This repository contains instructions for obtaining the Next-Generation Sequencing (NGS) raw reads as well as post-production formatted sequencing data used in Willis et al., Immunity 10.1126/aax4380 (2022).
In addition, this repository contains an example JupyterNotebooks notebook containing PySpark code used to execute searches on the sequencing data.
Paired reads for NextSeq and HiSeq sequencing data obtained in this study are available for download from our publicly available Amazon Web Services S3 data bucket found here. Paired reads from HiSeq sequencing data from Briney et al, Nature 2019 that were used in Steichen et al are also available in our S3 data bucket using the above link.
Beyond the raw reads, we are also making available the joined, annotated and clustered sequences, as a compressed csv file. It is these sequences that were analyzed in the manuscript. You may use your own database framework to analyze the clustered sequences in the csv file.
The compressed csv file is available for download here.

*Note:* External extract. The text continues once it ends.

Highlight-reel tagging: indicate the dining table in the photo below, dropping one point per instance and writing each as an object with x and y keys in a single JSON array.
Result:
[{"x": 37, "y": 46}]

Caution - the compressed csv file is 100 GB while the uncompressed file is over 700GB
In addition, we are also providing all the sequences in the csv file as a converted parquet file which is more convenient for those that wish to carry out analyses using Amazon EMR (see below), as we did in this study. The compressed parquet file can be found at here. Instructions for loading and querying parquet files are found below.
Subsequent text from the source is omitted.